Of 198 patients, 53 (27%) had osteoporosis, 79 (40%) had osteopenia, and 66 (33%) had normal BMD. The prevalence of gender, mean age, prior myocardial infarction, current smoking, hypertension, diabetes mellitus, hypercholesterolemia, and body mass index ≥ 30 kg/m2 were not significantly different between patients with osteoporosis, osteopenia, and normal BMD. Obstructive coronary artery disease with > 50% narrowing of at least 1 major coronary artery was present in 40 of 53 patients (76%) with osteoporosis, in 54 of 79 patients (68%) with osteopenia, and in 31 of 66 patients (47%) with normal BMD (p< 0.005 comparing osteoporosis with normal BMD and p< 0. 01 comparing osteopenia with normal BMD) [15].

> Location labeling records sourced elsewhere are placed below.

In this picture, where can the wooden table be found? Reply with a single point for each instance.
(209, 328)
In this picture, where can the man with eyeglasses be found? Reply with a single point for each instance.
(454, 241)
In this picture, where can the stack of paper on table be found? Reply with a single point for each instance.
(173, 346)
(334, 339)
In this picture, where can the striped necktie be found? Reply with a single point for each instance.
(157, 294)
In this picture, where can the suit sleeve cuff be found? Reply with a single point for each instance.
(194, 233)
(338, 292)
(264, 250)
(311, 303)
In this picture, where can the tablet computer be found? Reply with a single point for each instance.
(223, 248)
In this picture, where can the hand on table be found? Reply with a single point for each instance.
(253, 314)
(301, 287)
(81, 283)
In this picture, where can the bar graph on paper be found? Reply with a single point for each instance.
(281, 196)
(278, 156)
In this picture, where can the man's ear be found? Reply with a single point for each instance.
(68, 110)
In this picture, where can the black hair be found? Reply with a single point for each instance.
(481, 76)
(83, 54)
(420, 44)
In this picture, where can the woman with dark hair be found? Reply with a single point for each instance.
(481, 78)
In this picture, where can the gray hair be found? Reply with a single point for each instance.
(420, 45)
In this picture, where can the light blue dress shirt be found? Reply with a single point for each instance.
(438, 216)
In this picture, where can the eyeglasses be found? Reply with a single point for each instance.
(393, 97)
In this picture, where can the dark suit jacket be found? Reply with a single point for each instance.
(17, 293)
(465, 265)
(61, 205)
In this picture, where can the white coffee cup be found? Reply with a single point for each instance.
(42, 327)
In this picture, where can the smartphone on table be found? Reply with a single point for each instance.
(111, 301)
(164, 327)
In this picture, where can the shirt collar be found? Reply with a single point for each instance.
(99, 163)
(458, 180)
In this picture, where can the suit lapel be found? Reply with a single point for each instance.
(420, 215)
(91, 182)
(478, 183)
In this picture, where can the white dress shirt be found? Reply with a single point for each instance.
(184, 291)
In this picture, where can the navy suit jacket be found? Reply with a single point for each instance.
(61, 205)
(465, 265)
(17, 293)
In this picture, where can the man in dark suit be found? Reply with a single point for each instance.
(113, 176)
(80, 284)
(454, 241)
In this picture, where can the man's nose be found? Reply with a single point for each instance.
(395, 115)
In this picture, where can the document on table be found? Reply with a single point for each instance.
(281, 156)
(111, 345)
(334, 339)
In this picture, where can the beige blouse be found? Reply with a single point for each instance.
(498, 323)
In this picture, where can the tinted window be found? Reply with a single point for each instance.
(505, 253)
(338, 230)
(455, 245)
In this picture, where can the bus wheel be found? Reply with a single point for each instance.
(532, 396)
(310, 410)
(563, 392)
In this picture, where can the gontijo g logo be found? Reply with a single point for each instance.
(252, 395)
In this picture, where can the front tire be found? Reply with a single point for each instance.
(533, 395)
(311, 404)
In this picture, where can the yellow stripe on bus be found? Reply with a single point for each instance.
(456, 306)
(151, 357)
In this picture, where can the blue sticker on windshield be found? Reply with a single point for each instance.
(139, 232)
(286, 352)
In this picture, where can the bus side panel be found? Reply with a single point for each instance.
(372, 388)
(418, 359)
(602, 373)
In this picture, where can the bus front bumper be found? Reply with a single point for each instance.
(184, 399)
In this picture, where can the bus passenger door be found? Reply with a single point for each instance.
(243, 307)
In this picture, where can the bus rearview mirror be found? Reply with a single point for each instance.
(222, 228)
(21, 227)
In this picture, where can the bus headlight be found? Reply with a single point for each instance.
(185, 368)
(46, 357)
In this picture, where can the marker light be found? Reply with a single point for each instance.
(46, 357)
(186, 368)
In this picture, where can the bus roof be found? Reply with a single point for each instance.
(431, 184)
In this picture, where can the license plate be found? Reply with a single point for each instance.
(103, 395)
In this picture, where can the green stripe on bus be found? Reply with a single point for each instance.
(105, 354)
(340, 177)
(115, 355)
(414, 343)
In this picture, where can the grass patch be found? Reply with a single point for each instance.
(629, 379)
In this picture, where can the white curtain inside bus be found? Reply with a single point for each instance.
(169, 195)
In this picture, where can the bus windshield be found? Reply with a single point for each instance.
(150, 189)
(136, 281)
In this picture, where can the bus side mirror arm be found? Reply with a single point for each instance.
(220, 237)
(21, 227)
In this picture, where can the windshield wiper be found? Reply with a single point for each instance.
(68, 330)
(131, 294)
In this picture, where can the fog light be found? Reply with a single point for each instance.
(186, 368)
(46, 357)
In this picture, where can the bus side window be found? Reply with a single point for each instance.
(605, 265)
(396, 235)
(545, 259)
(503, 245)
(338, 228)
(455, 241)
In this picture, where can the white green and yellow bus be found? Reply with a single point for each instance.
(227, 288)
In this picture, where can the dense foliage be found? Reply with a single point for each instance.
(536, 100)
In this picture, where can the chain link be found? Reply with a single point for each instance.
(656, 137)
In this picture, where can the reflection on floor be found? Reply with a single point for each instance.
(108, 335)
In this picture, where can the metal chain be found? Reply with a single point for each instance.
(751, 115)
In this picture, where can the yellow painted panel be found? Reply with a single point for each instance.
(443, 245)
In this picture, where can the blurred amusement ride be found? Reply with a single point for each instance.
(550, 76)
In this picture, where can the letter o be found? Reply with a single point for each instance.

The prevalence of obstructive coronary artery disease was significantly higher in women with osteoporosis (74%) or osteopenia (66%) than in women with normal BMD (45%) [15]. The prevalence of obstructive coronary artery disease was 80% in men with osteoporosis, 75% in men with osteopenia, and 53% in men with normal BMD [15]. These differences were not significantly different because of the small number of men included in the study.

These data confirmed the association of obstructive coronary artery disease with osteoporosis and osteopenia reported by Marcovitz et al. [14]. A retrospective analysis of 47 men, mean age 65 years, who had DEXA scans and coronary angiography showed that low BMD was an independent predictor of obstructive coronary artery disease with an odds ratio of 5.4 (95% CI, 1.66 to 17.49) [17]. The mechanism of this association remains to be investigated.

Osteopontin

Osteopontin is a noncollagenous bone matrix protein produced by osteocytes, osteoblasts, and osteoclasts that can interact with the cell surface receptor CD 44 [18, 19]. Osteopontin is associated with the presence and extent of coronary artery disease [20]. In 178 patients undergoing coronary angiography, mean age 65 years, plasma osteopontin levels were significantly associated with coronary artery disease, independent of other risk factors [20]. Coronary artery calcification was present in 86 of 178 patients (48%). Plasma osteopontin levels were higher in patients with coronary artery calcification than in patients without coronary artery calcification (p< 0.01) and correlated with the number of calcified segments (p < 0.001), but were not independently associated with coronary artery calcification [20].

Production of osteopontin by circulating endothelial progenitor cells at sites of tissue injury may modulate proliferation, migration, and accumulation of endothelial and vascular smooth muscle cells, promoting vascular repair but initiating vascular calcification [19, 21, 22]. The same proinflammatory factors involved in the pathogenesis of osteoporosis may lead to expression of an osteogenic phenotype by endothelial lineage cells, providing a potential mechanism for the association between osteoporosis and coronary artery disease [19].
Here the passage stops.